TEGRA -- Scaling Up Terascale Graph Processing with Disaggregated Computing
William Shaddix, Mahyar Samani, Marjan Fariborz, S. J. Ben Yoo, Jason Lowe-Power, Venkatesh Akella
TL;DR
The paper tackles terascale graph processing, where traditional CPUs/GPUs struggle to meet real-time requirements. It proposes TEGRA, a scale-up graph accelerator with disaggregated memory and a communication fabric inspired by Active Messages to reduce communication overhead and memory stranding. Key contributions include the design of a composable, scale-up architecture, exploration of memory technologies and interconnects, and comparative performance evaluations on graph workloads like BFS, BC, and SSSP. The work demonstrates that decoupling compute and memory with specialized messaging and heterogeneous memory can enable efficient processing of graphs with trillions of edges, advancing practical terascale graph analytics.
Abstract
Graphs are essential for representing relationships in various domains, driving modern AI applications such as graph analytics and neural networks across science, engineering, cybersecurity, transportation, and economics. However, the size of modern graphs are rapidly expanding, posing challenges for traditional CPUs and GPUs in meeting real-time processing demands. As a result, hardware accelerators for graph processing have been proposed. However, the largest graphs that can be handled by these systems is still modest often targeting Twitter graph(1.4B edges approximately). This paper aims to address this limitation by developing a graph accelerator capable of terascale graph processing. Scale out architectures, architectures where nodes are replicated to expand to larger datasets, are natural for handling larger graphs. We argue that this approach is not appropriate for very large-scale graphs because it leads to under utilization of both memory resources and compute resources. Additionally, vertex and edge processing have different access patterns. Communication overheads also pose further challenges in designing scalable architectures.

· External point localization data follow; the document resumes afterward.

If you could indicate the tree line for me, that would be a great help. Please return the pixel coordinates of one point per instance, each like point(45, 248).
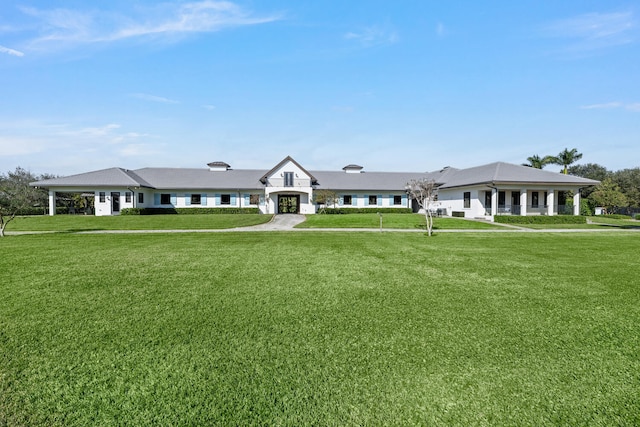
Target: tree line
point(618, 190)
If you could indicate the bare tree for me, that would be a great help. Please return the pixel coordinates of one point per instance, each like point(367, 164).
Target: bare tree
point(424, 192)
point(16, 195)
point(326, 198)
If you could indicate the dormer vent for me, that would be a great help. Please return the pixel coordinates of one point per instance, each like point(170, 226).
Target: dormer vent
point(352, 168)
point(218, 166)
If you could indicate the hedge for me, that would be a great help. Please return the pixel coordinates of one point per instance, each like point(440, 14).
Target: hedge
point(187, 211)
point(342, 211)
point(540, 219)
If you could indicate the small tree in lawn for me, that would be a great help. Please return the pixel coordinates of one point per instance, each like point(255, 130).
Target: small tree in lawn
point(424, 192)
point(608, 195)
point(326, 198)
point(16, 195)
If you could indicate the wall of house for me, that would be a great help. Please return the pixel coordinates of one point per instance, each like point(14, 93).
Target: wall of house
point(453, 201)
point(205, 199)
point(365, 199)
point(104, 199)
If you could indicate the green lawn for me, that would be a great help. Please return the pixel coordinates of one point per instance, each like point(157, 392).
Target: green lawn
point(320, 329)
point(390, 221)
point(595, 222)
point(134, 222)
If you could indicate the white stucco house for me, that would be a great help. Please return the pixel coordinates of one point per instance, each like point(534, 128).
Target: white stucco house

To overcome these issues, this paper proposes TEGRA, a scale-up architecture for terascale graph processing. TEGRA leverages a composable computing system with disaggregated resources and a communication architecture inspired by Active Messages. By employing direct communication between cores and optimizing memory interconnect utilization, TEGRA effectively reduces communication overhead and improves resource utilization, therefore enabling efficient processing of terascale graphs.